GENOVA – “Dinamica, mutevole, ma soprattutto molto audace”. È la Genova di Francesco Bocciardo, una città che però deve diventare anche “più inclusiva, più cosmopolita e più aperta”. Il plurimedagliato campione di nuoto paralimpico è il nono protagonista di #mandaloadire, la rubrica dell’Agenzia Dire dedicata alle amministrative che, domenica 12 giugno, chiameranno alle urne i genovesi per scegliere chi sarà il sindaco per i prossimi cinque anni. Al riconfermato Marco Bucci o al suo eventuale successore, Bocciardo chiede di “cambiare la visione del disabile: è stato fatto tanto e si sta cercando di fare tanto per le persone con disabilità, ma bisognerebbe cercare di cambiare l’approccio. Le persone con disabilità non devono essere viste tanto come soggetti da aiutare e compatire, ma come persone da cercare di coinvolgere maggiormente nella vita e nelle attività della città, per esempio con l’abbattimento delle barriere architettoniche”. Positivo, invece, e “da mantenere a tutti i costi il dinamismo, la volontà di migliorare le cose, di fare progetti mettendosi in gioco”.

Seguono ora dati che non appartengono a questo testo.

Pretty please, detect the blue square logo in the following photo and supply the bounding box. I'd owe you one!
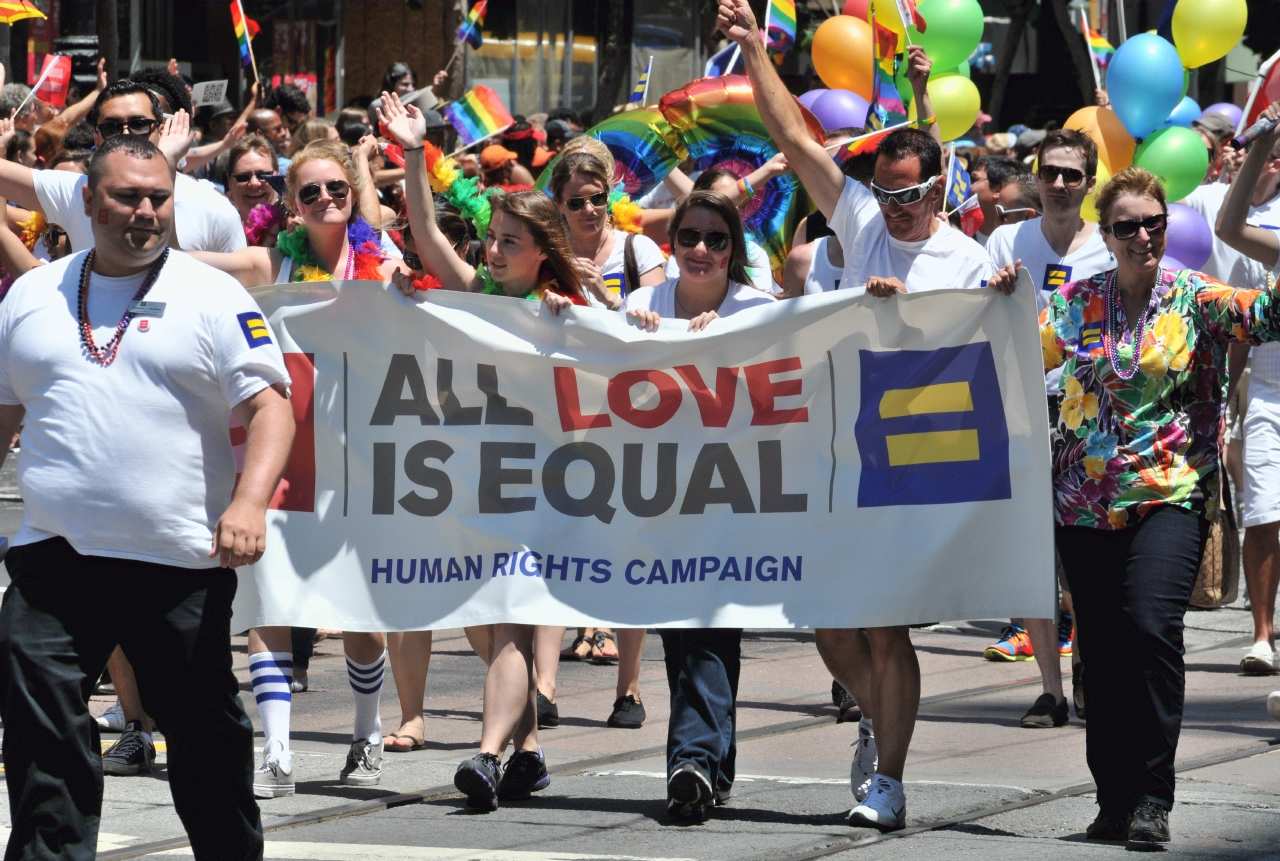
[854,343,1012,508]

Per rilanciare la città dopo la pandemia, l’atleta suggerisce di “creare maggiori spazi di aggregazione e luoghi in cui le persone possano fare smart working. La pandemia ha cambiato mentalità e modo di pensare: oggi non bisogna più pensare alla città come qualcosa di fermo e che non muta. Investirei tantissimo sullo smart working, sul porto che va rilanciato attraverso le nuove tecnologie e sulla formazione, con corsi digitali perché abbiamo tantissimi giovani che hanno competenze che vanno valorizzate e bisogna dargli la possibilità di specializzarsi nei settori informatici che sono quelli trainanti, di cui la nostra regione, anche grazie a realtà come l’Istituto italiano di tecnologia, è per certi aspetti un’eccellenza”.

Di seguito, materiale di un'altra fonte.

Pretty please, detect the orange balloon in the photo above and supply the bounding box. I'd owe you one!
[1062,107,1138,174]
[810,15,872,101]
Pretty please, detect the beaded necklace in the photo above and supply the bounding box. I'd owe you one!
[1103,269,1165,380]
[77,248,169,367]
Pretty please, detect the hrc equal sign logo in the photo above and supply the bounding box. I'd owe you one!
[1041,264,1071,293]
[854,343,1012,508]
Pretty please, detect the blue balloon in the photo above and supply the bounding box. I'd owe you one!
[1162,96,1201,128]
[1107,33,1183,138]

Niente nomi su chi potrebbe essere il prossimo primo cittadino chiamato a realizzare tutto questo, ma idee chiare sulle caratteristiche che deve avere. “Il sindaco che vorrei deve essere dinamico, pronto a fare anche progetti impopolari- descrive Bocciardo- prima ancora del covid, il crollo del ponte Morandi ha fatto capire quanto Genova e la Liguria abbiano bisogno di infrastrutture. Bisogna pensare e sapere che vanno fatti ancora tanti, tantissimi lavori che magari saranno impopolari, ma che faranno la differenza per la città, non tanto per i prossimi cinque, dieci anni, ma per i prossimi cinquanta. Oggi, attraverso i fondi del Pnrr, abbiamo la possibilità di fare veramente la differenza: dobbiamo, però, essere pronti e soprattutto prendere in mano il nostro futuro”.